# Introduction to Monggregate

Aggregations pipelines are the tool that allow the MongoDB database management system (DBMS) to really rival its SQL counterparts.
However, they can be hard to get a grip onto, especially for python developers.

Monggregate is a tool to help you build your MongoDB aggregation pipelines in python almost instinctively. 
In order to demonstrate its capabilities, I am going to reuse the examples from this [amazing tutorial](https://www.mongodb.com/developer/languages/python/python-quickstart-aggregation/) by Mark Smith.

## Prerequisites

The tutorial uses the *sample_mflix* dataset and requires at least python 3.6. 

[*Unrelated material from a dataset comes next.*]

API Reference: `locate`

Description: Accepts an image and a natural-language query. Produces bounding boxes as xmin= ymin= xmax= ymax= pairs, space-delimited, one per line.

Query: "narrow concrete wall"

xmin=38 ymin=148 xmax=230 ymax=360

However as of now, Monggregate is only available for python 3.10 .
In order to run it correctly, you will need to add your MongoDB password in .env file as follows
MONGODB_PASSWORD="insert your password"

## Getting Started

In [2]:
import os
from pprint import pprint
from dotenv import load_dotenv

import pymongo
from pymongo import MongoClient
from monggregate import Pipeline

In [3]:
load_dotenv(verbose=True)
PWD = os.environ["MONGODB_PASSWORD"]
MONGODB_URI = f"mongodb+srv://dev:{PWD}@myserver.xciie.mongodb.net/?retryWrites=true&w=majority"

In [4]:
# Connect to your MongoDB cluster:
client = MongoClient(MONGODB_URI)

In [5]:
# Loading sample data
db = client.sample_mflix
movie_collection = db.movies

## Your First Aggregation Pipeline

You can perform ordinary MongoDB Query Language (MQL) queries using aggregation pipelines.
Here we are going to filter movies based on their title and sort them by (release ?) year.

### Findind and Sorting

In [11]:
pipeline = Pipeline(collection="movies")
pipeline.match(
    query={
        "title":"A Star Is Born"
    }
).sort(
    by="year"
)

Pipeline(on_call=<OnCallEnum.EXPORT: 'export'>, collection='movies', stages=[Match(query={'title': 'A Star Is Born'}), Sort(descending=None, ascending=True, by=['year'], query={'year': 1})])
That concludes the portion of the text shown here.